The doomed Commune took refuge in symbolism and legend. The Committee of Public Safety started dating its decrees by the old calendar of the original Revolution, introduced in 1793. On 15 May, Thiers’ own house in Paris was destroyed by decree; and next day the massive Vendôme Column, erected by Napoleon I to celebrate his victories in 1805, was ceremonially toppled as a symbol of imperialism and militarism. There were even plans to obliterate Notre-Dame Cathedral. The shelling from the Versailles troops continued, mostly directed at the south-west corner of the Paris defences, including the forts at Issy and Vanves, and the nearby Point-du-Jour Gate.

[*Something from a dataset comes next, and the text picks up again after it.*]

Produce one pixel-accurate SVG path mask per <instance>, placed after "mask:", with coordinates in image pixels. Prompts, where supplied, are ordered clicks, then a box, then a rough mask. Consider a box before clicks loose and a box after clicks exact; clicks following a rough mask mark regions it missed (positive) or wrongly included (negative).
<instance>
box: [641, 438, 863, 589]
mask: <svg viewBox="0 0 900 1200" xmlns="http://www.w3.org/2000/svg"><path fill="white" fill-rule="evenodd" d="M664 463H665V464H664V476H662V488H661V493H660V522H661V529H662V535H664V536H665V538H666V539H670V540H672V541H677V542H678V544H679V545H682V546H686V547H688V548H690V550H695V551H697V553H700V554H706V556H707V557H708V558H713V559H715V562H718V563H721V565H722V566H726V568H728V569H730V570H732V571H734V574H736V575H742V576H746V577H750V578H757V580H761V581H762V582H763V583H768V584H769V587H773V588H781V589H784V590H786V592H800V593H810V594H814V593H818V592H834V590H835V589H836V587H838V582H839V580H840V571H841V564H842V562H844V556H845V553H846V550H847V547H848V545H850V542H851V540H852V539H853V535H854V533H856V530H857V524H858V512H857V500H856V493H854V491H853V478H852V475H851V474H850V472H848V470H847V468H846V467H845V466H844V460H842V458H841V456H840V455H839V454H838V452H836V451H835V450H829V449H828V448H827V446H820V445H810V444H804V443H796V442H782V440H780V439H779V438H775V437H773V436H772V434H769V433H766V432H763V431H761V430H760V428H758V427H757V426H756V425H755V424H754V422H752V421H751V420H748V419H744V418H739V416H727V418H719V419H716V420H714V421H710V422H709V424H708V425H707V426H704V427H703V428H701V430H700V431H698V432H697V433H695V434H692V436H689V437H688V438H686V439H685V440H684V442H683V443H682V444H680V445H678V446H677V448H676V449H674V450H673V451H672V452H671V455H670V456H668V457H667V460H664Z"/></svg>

Finally, on the evening of Sunday 21 May, the Point-du-Jour Gate was discovered to have been abandoned and left undefended, and MacMahon’s troops entered Paris.

 The next seven days became known in France as ‘Bloody Week’. As 70,000 troops advanced into the city, greeted by some Parisians as liberators, the Commune issued its last call to the barricades that had been built across the boulevards and through the city centre. Fighting was fierce and confused: ‘They shot you first and apologised to your corpse afterwards’, wrote one survivor. But by Tuesday the red flag had been hauled down and replaced by the French tricolour, and street battles gave way to executions by firing squads. Fires broke out in many prominent buildings, some of them ordered deliberately by the Communards, and only extinguished by the rain that began on Friday. Among the Commune’s last acts were the executions of some of those taken hostage or imprisoned, including the Archbishop of Paris, Monseigneur Georges Darboy. The final stand of the Communards took place in Belleville on Whit Sunday, 28 May, followed by further executions and imprisonments as the Thiers government obliterated the last of the Paris Commune. Among these dramatic events the remaining legal formalities took place to finally end the Franco-Prussian War.